Discovery and Descriptions Beyond Text

Originally published on the Clarify.io blog. View archived copy.

A few weeks ago I talked about how important it was to be able to make the content of audio and video files discoverable by turning them into searchable text.

Today I’d like to take a peek into the future, and consider what we might be able to do if we can extract some of the other dimensions of this media.

Not all data can be represented as text. Images, videos, and audio recordings contain lots of data that is, at best, poorly represented by words. Elvis singing Surrender and birds chirping are two audio examples.

Let’s consider the picture to the right:

Eurasian Hoopoe

Creative Commons 2.0 (by-nc-sa)

“This is a bird.”

“This is a hoopoe.”

“This is a hoopoe sitting on a branch.”

“This is a hoopoe sitting on a branch, bathed in late afternoon sunlight, facing the viewer and its head turned to its right.”

No words can adequately describe that image.

 

We know that reading the lyrics to Surrender won’t come close to conveying the emotions in Elvis’ voice, but we don’t need the King of Rock-and-Roll to teach us that neither intent nor context can be captured in speech as text.
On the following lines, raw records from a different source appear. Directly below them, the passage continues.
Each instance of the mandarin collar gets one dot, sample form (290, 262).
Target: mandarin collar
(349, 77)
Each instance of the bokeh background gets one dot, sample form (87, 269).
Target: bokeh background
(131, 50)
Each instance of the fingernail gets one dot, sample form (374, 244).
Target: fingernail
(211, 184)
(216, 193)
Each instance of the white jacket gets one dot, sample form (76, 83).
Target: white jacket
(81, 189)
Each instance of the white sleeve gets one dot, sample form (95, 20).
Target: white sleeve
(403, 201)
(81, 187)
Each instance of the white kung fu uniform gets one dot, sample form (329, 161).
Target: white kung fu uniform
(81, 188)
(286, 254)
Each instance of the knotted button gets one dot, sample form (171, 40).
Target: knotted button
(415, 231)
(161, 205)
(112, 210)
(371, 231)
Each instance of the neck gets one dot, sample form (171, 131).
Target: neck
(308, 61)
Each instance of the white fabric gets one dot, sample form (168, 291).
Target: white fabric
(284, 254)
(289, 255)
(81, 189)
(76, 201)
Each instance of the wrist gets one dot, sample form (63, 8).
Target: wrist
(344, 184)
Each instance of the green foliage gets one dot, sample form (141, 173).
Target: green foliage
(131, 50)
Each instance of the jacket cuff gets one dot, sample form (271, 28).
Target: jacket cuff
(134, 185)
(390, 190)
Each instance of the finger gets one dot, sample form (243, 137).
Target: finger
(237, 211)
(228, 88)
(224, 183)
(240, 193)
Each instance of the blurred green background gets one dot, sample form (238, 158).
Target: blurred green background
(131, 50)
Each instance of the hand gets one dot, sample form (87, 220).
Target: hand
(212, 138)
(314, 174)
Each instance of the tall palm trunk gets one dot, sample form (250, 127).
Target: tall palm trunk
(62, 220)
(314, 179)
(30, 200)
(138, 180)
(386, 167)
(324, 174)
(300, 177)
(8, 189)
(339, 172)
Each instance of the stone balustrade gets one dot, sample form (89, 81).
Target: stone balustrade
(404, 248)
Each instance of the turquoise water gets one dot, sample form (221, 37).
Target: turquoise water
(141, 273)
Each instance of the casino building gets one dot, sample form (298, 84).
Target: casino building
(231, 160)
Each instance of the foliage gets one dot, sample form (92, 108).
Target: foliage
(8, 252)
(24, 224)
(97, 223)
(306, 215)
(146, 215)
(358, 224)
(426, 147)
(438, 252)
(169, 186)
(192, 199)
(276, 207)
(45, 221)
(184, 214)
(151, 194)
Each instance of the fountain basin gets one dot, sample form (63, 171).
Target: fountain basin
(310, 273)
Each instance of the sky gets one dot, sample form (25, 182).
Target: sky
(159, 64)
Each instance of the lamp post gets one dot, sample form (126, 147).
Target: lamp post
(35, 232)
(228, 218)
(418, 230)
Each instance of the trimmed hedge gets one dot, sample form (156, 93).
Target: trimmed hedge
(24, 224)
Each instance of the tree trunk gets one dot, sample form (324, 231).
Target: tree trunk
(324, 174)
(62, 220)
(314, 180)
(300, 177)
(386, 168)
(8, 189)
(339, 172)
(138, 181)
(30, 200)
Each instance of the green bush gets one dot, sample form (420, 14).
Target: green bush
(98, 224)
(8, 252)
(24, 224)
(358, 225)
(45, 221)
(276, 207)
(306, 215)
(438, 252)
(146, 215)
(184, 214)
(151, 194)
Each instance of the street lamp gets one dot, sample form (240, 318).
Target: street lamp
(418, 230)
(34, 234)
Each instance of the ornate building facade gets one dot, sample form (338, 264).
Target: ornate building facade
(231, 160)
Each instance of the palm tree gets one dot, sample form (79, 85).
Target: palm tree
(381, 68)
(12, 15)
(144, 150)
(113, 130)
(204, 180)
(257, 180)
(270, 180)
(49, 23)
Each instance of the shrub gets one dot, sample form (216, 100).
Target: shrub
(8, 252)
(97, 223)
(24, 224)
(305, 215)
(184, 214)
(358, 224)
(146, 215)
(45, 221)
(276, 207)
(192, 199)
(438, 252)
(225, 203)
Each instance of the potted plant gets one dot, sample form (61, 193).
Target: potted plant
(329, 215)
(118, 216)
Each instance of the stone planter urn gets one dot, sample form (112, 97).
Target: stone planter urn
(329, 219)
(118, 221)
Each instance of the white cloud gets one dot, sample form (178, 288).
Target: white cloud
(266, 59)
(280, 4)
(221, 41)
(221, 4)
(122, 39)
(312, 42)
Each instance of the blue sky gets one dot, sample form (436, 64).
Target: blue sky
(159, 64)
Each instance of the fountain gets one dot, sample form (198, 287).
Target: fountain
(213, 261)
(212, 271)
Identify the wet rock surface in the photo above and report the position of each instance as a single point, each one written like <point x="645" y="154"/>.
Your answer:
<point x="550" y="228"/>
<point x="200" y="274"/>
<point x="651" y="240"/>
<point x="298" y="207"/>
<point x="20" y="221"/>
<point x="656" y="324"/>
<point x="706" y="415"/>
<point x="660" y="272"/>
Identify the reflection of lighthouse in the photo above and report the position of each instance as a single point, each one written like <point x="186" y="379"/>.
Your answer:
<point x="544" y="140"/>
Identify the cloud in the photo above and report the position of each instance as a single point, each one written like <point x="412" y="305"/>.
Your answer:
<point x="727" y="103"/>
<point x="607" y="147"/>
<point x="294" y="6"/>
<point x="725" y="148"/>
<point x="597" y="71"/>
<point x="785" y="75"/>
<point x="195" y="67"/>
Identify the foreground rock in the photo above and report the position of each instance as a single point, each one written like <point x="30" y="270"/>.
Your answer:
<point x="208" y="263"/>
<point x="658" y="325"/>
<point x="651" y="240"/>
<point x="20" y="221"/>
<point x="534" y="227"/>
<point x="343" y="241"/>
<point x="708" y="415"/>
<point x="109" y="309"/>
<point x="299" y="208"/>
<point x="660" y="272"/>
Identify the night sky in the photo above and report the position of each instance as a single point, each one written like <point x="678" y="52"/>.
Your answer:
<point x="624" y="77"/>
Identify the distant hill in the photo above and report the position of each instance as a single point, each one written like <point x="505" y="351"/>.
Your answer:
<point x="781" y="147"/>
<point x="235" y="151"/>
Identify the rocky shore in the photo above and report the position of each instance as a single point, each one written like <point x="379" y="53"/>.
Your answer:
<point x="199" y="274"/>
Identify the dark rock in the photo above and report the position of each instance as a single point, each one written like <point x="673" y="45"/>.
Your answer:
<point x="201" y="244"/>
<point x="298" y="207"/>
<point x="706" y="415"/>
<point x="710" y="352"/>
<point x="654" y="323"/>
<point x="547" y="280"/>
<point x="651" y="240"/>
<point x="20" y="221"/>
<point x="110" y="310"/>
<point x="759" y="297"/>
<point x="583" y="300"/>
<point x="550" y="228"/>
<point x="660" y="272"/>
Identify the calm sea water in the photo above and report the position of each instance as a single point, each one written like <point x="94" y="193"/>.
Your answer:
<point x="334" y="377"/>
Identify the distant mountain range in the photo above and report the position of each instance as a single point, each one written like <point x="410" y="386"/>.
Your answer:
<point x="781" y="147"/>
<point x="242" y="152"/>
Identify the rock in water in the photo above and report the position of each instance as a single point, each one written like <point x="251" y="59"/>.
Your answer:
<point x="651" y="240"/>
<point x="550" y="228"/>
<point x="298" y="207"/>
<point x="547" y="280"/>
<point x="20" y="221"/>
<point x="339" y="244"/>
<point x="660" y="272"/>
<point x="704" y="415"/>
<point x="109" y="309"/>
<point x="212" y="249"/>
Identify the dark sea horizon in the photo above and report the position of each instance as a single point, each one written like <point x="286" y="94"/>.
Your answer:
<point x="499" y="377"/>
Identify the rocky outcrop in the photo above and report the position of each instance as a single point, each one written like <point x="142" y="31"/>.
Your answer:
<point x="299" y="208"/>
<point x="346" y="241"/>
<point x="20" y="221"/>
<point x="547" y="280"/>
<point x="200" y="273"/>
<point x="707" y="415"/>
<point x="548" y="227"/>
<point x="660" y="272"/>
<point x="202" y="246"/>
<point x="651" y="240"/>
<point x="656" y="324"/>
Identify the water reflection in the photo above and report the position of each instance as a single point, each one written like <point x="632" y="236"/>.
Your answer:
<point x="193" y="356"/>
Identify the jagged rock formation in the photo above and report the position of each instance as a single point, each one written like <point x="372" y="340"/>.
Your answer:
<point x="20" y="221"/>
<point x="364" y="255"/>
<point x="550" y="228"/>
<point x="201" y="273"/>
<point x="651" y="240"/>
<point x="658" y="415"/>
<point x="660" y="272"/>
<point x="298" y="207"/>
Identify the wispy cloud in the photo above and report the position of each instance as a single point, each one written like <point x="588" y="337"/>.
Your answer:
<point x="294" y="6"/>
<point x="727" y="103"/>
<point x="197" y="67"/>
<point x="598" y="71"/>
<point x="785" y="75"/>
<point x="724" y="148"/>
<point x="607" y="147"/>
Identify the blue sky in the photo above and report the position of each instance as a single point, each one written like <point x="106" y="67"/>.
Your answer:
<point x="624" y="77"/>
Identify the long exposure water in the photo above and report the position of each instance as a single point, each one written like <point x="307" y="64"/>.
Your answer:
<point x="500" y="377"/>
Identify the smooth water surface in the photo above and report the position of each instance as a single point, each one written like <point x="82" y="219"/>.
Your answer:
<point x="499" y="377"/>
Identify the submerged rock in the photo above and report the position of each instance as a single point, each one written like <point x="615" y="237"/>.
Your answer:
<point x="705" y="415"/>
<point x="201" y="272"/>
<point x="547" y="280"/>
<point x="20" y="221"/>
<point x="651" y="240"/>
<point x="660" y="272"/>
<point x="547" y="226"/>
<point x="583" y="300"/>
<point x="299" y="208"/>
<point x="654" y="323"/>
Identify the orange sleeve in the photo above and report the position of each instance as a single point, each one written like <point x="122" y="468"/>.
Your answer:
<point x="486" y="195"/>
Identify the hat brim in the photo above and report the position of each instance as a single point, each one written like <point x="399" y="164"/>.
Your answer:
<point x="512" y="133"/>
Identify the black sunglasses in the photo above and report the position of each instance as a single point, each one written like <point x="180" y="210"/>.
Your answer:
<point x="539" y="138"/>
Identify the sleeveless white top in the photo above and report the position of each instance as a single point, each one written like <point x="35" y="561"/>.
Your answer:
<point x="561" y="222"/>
In their book Weekend Language, Andy Craig and Dave Yewman provide a great thought experiment to understand the inadequacy of a textual representation of a recorded sound. They ask us to consider two different recordings of the words “Good morning.

They ask us to consider how “an annoyingly perky colleague who loves early morning meetings” might have said them, as opposed to “a red-faced boss who’s angry that you’re late for the meeting with clients.” They are completely different, neither adequately represented by the two words spoken.

So how do we extract emotion, intent, and context from recorded sound? How do we extract the thousands of words that can be used to describe a simple image? More importantly, how do we make that data discoverable?

I don’t know yet. This is something we spend a lot of time thinking about at Clarify. In the past 20 years our industry has done a great job of making textual data discoverable. It’s now time to think beyond text and make non-verbal discovery possible.